El domingo, Nicolás Marín y su hijo Eloy, de 9 años, volvieron llorando a su casa después de que una banda de ladrones les arrebatara el 85% de la mercadería que habían preparado para el clásico rosarino. Ocurrió cerca de las 14.30 en la esquina de Rondeau y Olivé, en el barrio de Arroyito, cuando un grupo vestido de rojo y negro atacó el puesto y se ensañó con las prendas de Central. La impotencia los invadió: no pudieron hacer nada para frenar el robo.
La difusión del episodio en redes y la repercusión del partido en el Gigante dispararon una ola de solidaridad que Nicolás define como "insólita" e "inexplicable". En menos de 48 horas, los rosarinos, sin importar la camiseta, se volcaron a ayudarlo y este martes a las 10 volvió a colgar camisetas y banderas en el mismo rincón donde todo parecía perdido.
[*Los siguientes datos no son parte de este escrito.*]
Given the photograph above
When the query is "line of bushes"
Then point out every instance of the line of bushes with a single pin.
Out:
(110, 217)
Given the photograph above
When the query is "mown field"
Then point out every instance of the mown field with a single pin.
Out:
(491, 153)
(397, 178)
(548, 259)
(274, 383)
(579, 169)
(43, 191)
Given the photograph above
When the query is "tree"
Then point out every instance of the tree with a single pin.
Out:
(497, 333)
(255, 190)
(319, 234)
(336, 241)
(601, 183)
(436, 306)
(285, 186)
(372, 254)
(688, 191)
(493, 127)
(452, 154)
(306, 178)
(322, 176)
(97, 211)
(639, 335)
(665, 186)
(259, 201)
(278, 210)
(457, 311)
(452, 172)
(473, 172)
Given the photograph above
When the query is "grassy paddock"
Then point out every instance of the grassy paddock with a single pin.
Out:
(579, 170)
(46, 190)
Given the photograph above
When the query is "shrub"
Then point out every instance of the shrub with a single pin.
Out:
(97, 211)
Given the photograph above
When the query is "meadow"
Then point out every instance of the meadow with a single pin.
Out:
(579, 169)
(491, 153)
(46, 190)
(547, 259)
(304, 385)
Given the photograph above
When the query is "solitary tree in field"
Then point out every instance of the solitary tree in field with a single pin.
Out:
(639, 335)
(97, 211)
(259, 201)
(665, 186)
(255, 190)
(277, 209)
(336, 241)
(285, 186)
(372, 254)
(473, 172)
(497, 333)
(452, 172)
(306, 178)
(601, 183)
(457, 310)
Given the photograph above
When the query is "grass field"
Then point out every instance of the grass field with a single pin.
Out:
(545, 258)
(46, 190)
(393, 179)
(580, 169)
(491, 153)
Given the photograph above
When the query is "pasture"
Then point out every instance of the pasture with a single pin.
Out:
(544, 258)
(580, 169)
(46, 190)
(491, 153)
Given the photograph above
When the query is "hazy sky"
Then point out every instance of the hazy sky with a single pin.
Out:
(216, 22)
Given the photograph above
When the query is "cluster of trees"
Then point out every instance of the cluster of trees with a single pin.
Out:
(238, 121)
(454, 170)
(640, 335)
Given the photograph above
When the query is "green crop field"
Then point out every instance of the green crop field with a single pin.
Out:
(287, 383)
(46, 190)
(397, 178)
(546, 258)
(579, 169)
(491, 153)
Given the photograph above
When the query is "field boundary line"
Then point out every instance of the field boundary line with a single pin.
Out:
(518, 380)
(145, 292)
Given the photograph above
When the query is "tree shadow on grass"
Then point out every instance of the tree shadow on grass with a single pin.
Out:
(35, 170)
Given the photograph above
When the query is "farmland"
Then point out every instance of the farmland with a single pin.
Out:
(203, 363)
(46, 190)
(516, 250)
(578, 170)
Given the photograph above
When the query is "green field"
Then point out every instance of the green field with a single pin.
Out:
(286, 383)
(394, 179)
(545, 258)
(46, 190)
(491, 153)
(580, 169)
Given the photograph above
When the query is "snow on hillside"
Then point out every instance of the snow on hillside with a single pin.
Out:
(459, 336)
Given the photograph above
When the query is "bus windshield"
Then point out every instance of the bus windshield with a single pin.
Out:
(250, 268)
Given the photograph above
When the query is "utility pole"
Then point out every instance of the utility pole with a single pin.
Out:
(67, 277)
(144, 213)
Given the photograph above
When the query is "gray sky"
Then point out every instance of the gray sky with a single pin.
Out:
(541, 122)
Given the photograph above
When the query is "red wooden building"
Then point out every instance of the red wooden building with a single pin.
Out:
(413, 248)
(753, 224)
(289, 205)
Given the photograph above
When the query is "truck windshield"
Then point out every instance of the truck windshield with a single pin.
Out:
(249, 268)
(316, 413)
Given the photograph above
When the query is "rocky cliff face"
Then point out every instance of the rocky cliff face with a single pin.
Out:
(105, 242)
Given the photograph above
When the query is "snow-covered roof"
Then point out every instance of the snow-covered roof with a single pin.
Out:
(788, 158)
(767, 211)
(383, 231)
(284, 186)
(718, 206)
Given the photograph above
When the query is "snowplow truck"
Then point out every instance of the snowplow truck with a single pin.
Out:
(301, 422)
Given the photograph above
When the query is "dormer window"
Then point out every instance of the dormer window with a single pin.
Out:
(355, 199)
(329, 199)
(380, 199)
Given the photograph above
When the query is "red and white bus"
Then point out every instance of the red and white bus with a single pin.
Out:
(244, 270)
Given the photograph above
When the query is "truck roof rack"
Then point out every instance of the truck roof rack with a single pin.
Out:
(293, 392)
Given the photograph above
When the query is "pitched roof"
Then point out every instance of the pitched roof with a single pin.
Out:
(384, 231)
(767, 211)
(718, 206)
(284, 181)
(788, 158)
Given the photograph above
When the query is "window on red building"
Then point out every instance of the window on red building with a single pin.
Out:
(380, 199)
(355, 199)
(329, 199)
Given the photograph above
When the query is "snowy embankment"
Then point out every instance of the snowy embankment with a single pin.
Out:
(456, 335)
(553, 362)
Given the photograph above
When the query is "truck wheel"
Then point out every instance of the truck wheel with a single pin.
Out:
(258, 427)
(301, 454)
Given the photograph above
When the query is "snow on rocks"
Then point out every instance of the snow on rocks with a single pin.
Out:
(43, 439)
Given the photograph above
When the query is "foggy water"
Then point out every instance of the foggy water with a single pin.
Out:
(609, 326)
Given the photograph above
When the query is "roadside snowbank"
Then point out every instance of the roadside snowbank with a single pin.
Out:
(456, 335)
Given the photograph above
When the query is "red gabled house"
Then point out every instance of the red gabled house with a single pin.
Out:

La solidaridad que lo desbordó
"Gracias a Dios estamos más que agradecidos con la gente. Muchos nos ayudaron a recuperar mercadería, que era lo más importante", contó Marín en radio La Red Rosario. Las donaciones llegaron de todos lados: vecinos, hinchas de Central y de Newell's, y hasta figuras del fútbol. "Fue un acto de generosidad y humanidad increíble, de la gente de Central y también de los de Newell's que me escribían y contaban que tenían vergüenza ajena", relató, y remarcó: "Por dos o tres pibes que meten los colores, ensucian al club y dejan mal parado a todos".
Entre los gestos que más lo marcaron, el lunes Jorgelina Cardoso se acercó al puesto y le entregó una camiseta de Ángel Di María con la firma del capitán canalla. "Ella es una divina y Ángel una belleza total. El gesto habla de la humildad que tienen", señaló Nicolás. La camiseta del Fideo será enmarcada y colgada en el cuarto de la familia, como recuerdo de un trago amargo que terminó bien.
Además, la Tienda Oficial de Rosario Central le entregó prendas oficiales para que ofrezca a sus clientes. "Cada ayuda que llegó al alias nicolasmarin123 fue invertida en reabrir el puesto. Si no fuera por la gente, yo estaría tirado en mi casa, porque el domingo no sabía cómo iba a recuperar todo", dijo Marín.
Una historia de superación
Nicolás no es ajeno a los golpes duros. En la misma entrevista radial contó que desde muy chico vivió momentos difíciles: el abandono de sus padres lo dejó en la calle, durmió a la intemperie y fue testigo de hechos atroces. Sin embargo, intentó por todos los medios salir adelante. Hoy forma una familia junto a Caren y Eloy, y con esfuerzo logró montar su puesto en Rondeau y Olivé.
"No hay mal que por bien no venga", repitió en cada entrevista, aunque esta vez le agregó un matiz: "El bien que tiene que venir es el de la conciencia, el fanatismo no nos puede llevar a la violencia. En segundos me arrebataron tanto esfuerzo".
Su próximo objetivo es juntar lo suficiente para comprar un vehículo y trabajar en aplicaciones de movilidad. Quiere que su hijo lo espere en casa y no pase tardes enteras en la esquina del puesto.